Table of contents
- Trial overview
- Study populations and who may take part
- Trial design and phases
- Main outcomes being measured
- Trial-by-trial summary
- Key terms explained
Trial overview
Clinical trials of ALENDRONATE SODIUM TRIHYDRATE in the source data are focused on people with fragile bones and a high risk of fractures.[1][2] The studies are looking at fracture prevention and how this treatment compares with other bone medicines or standard care.[1][2]
Both listed studies are Phase 3 trials, which means they are later-stage studies that test how well a treatment works in larger patient groups.[1][2] One study is completed, and the other is authorised.[1][2]
Study populations and who may take part
One trial studied people with osteogenesis imperfecta, a condition where bones break more easily than normal.[1] This trial planned to include 360 participants.[1]
The other trial studied women over 65 years old with a recent clinical vertebral fracture or recent hip fracture caused by bone fragility.[2] The study description calls this an imminent risk of fracture, which means the person is at very high short-term risk of another fracture.[2] This trial planned to enroll 127 participants.[2]
Trial design and phases
Both studies are interventional, meaning researchers assign treatments and compare outcomes.[1][2] The osteogenesis imperfecta study compares a treatment plan with teriparatide followed by zoledronic acid against standard care, which may include no active treatment or bisphosphonates depending on usual care choices.[1]

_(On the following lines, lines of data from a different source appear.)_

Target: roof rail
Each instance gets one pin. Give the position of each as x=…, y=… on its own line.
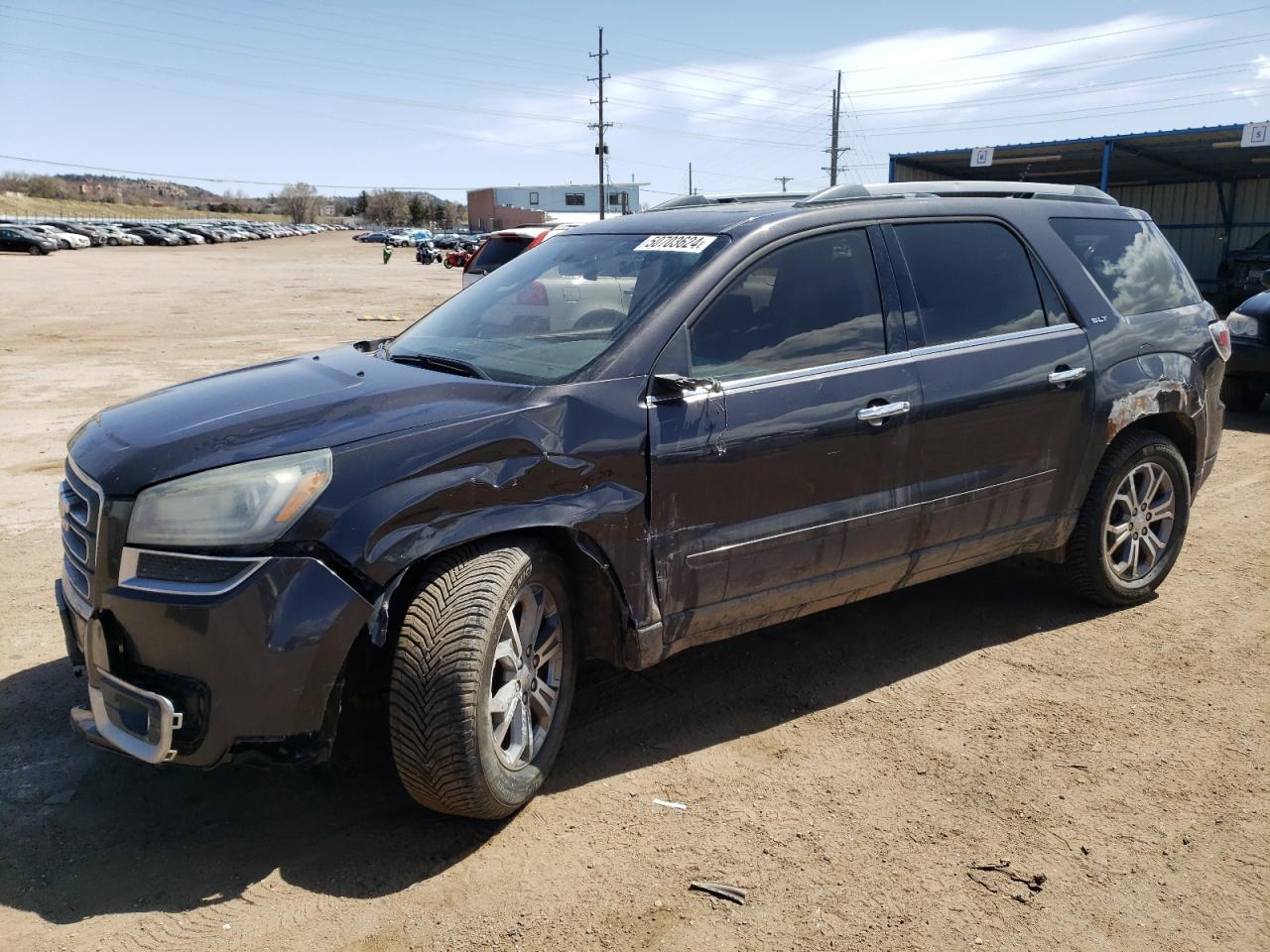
x=728, y=198
x=960, y=189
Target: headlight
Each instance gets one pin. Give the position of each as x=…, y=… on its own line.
x=1242, y=326
x=232, y=506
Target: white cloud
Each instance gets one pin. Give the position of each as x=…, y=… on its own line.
x=771, y=103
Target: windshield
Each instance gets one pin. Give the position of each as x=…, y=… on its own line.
x=549, y=312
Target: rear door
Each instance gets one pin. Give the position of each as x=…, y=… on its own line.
x=788, y=483
x=1006, y=384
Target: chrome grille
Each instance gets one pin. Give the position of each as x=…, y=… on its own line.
x=80, y=504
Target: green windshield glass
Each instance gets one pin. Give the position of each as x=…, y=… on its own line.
x=553, y=309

The second study is a prospective, randomized, multicentre study, which means it follows participants forward in time, assigns treatment by chance, and takes place at more than one center.[2] It compares biosimilar teriparatide with ALENDRONATE SODIUM TRIHYDRATE over 52 weeks.[2]

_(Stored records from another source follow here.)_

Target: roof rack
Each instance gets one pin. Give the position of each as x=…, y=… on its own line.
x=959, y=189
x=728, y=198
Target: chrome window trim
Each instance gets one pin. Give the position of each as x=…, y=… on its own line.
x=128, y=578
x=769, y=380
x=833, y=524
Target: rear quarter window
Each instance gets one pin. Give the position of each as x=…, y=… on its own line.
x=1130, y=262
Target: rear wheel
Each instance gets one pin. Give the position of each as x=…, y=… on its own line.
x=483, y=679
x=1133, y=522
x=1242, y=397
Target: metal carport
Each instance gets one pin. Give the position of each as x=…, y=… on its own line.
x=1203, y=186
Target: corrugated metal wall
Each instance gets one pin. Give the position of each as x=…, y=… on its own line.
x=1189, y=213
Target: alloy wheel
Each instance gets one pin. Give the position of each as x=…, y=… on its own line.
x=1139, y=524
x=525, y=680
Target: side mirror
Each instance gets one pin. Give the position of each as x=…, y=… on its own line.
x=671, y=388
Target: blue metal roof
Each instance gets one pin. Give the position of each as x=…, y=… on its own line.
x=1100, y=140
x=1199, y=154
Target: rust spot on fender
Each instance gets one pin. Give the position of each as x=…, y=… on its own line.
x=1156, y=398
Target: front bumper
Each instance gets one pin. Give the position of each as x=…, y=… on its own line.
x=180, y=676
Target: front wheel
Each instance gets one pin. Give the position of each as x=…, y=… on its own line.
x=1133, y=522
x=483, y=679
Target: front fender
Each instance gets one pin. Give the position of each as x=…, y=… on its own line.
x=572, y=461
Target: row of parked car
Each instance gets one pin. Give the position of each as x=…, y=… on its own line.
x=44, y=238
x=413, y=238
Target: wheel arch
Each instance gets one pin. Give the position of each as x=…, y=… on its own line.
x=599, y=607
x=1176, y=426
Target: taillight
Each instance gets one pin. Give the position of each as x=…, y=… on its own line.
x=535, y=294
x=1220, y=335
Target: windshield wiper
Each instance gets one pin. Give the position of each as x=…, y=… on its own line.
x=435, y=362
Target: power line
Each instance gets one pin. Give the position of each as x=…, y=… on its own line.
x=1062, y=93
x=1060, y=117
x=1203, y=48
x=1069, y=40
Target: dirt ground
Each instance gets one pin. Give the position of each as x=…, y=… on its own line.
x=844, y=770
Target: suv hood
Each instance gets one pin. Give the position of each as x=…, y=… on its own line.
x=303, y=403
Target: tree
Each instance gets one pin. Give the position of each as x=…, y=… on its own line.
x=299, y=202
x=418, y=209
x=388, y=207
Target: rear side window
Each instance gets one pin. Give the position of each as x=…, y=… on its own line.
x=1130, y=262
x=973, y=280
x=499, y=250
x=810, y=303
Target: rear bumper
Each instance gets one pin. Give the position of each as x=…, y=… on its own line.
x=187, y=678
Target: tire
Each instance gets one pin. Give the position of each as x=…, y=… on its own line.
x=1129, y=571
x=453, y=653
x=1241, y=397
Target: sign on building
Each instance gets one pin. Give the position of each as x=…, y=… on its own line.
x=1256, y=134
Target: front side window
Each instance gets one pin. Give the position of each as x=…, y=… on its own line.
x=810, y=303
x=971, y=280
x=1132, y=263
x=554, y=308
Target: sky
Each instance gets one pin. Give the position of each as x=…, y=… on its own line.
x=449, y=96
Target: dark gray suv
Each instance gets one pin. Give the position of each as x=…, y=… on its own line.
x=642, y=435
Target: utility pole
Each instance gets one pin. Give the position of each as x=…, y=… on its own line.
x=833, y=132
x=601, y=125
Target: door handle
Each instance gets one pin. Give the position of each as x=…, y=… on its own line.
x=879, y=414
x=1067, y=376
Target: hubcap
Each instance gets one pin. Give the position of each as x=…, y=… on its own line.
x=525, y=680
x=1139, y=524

In the second trial, the fracture grading method is the Genant semi-quantitative method, a standard way to measure and classify spine fractures on thoracic and lumbar radiographs, which are X-rays of the middle and lower back.[2]
Main outcomes being measured
The main outcome in the osteogenesis imperfecta trial is the proportion of participants who experience a clinical fracture confirmed by X-ray or other imaging.[1] This study is event driven, meaning it will end when a set number of fracture events have happened.[1] The study was expected to finish after an average follow-up of 62 months, once 139 participants had experienced a fracture.[1]

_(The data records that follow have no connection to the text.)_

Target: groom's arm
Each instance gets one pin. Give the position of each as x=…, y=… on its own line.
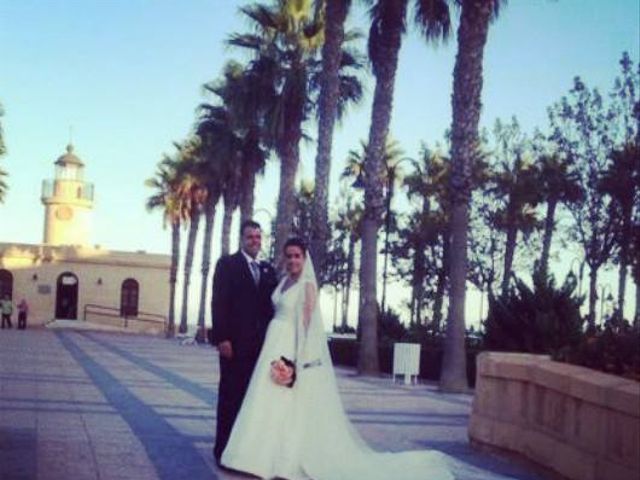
x=221, y=303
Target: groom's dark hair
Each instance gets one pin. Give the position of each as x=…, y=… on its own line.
x=296, y=242
x=249, y=224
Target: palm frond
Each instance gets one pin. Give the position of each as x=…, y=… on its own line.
x=433, y=19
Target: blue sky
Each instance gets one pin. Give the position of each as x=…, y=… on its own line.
x=127, y=76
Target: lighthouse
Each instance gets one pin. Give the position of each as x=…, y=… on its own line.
x=68, y=203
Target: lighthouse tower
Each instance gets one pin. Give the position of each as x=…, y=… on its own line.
x=68, y=202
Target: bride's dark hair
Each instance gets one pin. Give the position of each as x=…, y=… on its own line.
x=296, y=242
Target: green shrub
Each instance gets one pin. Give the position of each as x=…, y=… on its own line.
x=543, y=319
x=613, y=348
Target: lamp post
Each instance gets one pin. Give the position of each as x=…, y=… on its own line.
x=609, y=298
x=580, y=273
x=391, y=178
x=270, y=215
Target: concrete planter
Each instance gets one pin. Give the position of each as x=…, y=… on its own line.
x=577, y=422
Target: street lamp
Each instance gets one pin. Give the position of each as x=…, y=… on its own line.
x=580, y=273
x=270, y=215
x=609, y=298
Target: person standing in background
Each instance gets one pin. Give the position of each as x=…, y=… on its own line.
x=6, y=308
x=23, y=313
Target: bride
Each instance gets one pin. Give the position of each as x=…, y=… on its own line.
x=302, y=432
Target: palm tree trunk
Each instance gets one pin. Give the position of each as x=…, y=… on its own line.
x=229, y=207
x=335, y=14
x=510, y=249
x=188, y=263
x=439, y=300
x=173, y=276
x=385, y=67
x=210, y=214
x=418, y=289
x=466, y=106
x=593, y=296
x=549, y=227
x=289, y=160
x=442, y=281
x=636, y=320
x=347, y=293
x=627, y=238
x=247, y=200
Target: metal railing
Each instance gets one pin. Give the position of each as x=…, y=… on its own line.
x=84, y=192
x=112, y=312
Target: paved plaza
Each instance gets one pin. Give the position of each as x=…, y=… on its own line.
x=78, y=405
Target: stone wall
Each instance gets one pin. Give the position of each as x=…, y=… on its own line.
x=579, y=423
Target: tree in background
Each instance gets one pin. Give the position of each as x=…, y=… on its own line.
x=3, y=184
x=335, y=14
x=466, y=103
x=512, y=183
x=175, y=211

The main outcome in the second trial is the percentage of patients with at least one new morphometric vertebral fracture or worsening of a known vertebral fracture during the 52-week study period.[2] This outcome focuses on whether the spine fracture is new or becomes more severe over time.[2]
Trial-by-trial summary
Trial 2024-519705-36-00 studied osteogenesis imperfecta in a Phase 3 interventional design with 360 planned participants and a completed status.[1] Its main goal was to measure clinical fractures confirmed by imaging, with a long follow-up period and an event-driven end point.[1]
Trial 2025-521301-40-00 studied prevention of new morphometric vertebral fractures and worsening of previous vertebral fractures in women over 65 with recent vertebral or hip fracture caused by bone fragility.[2] It is a Phase 3 authorised study with 127 planned participants and a 52-week primary evaluation period.[2]
Key terms explained
Vertebral fracture means a break in a spine bone.[2] Clinical fracture means a fracture that is found because of symptoms and then confirmed by imaging, such as X-ray.[1]
Bisphosphonates are mentioned in the trial data as part of standard care options in one study, but the source does not give more detail about them.[1] Randomized means treatment is assigned by chance, which helps compare groups fairly.[2]
Multicentre means the study is run at more than one hospital or clinic.[2] Follow-up is the time researchers keep track of participants after treatment begins.[1][2]